Yes, they admit, elections are being held, Libya has abandoned its weapons of mass destruction, Lebanese are marching in the streets, the Palestinians have held their first legitimate election; and yes, the overthrow of tyrannies in Afghanistan and Iraq and the televised images of Iraqi and Afghan women voting have contributed to this movement, but it was all done “badly,” these critics complain—as though there were some easy, cost-free recipe for simultaneously overthrowing two murderous tyrannies and bringing democracy to peoples who had never known it. Or the critics assert that the forces of democracy were already in motion and so all these events would have taken place without the invasion of Iraq—a counterfactual impossible, of course, to ever test, and redolent of those who refused to give Reagan credit for the demise of the Soviet Union. Blinded by partisan Bushopobia, these critics simply cannot admit that they were wrong and that one of the great liberal Democratic Party ideals, the spread of democracy and freedom, has been advanced by a Republican.

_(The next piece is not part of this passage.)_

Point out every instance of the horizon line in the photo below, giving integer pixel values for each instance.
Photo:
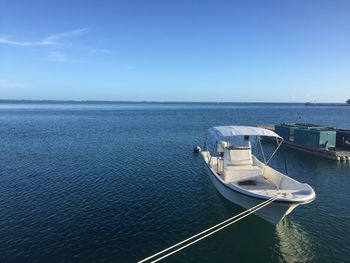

Given the nature of democratic politics and the election cycle, these voices of partisan criticism represent a very real threat to the continuity necessary for this effort to succeed. Countering that criticism with facts and argument will be a necessary part of that effort. Equally dangerous is the self-doubt about liberal democracy and free-market economies that drives the global protest network, that congeries of starry-eyed environmentalists, old-line communists, half-wit movie stars, neo-hippie college students, and all those other Westerners who cocooned in luxury entertain fantasies of utopian perfection. Their impatience with the cost of protecting and advancing the ideals from which they benefit could easily spread, particularly given the setbacks sure to come in the years ahead, and such widespread discontent could return us again to the timidity and doubt that characterized the seventies.
True, nothing like the nuclear-armed Soviet military behemoth of those years exists to resist our efforts, yet in many ways Islamist terrorism is more difficult and insidious than was the Soviet Union, whose jaded ruling elite were motivated by material benefits and power, and so in the end could be swayed by a material calculus. The Islamists, on the other hand, are driven by a vision of ultimate spiritual reality, one so powerful that it justifies the slaughter of innocents. In this they resemble more the Japanese imperial militarists or the Nazis, true believers that only utter and complete destruction could disabuse of their beliefs. The battle against Islamist terrorism, then, will require even more commitment over a longer span of time than the struggle against Soviet communism did. Time will tell whether our democratic politics is compatible with such a lengthy commitment.
Now is not the time to celebrate, then. The struggle has just begun, and the years ahead will be marked by setbacks, mistakes, and at times bloody chaos. Whether we will succeed or not—that is, whether freedom wins out or not—is still an open question, as it has always been.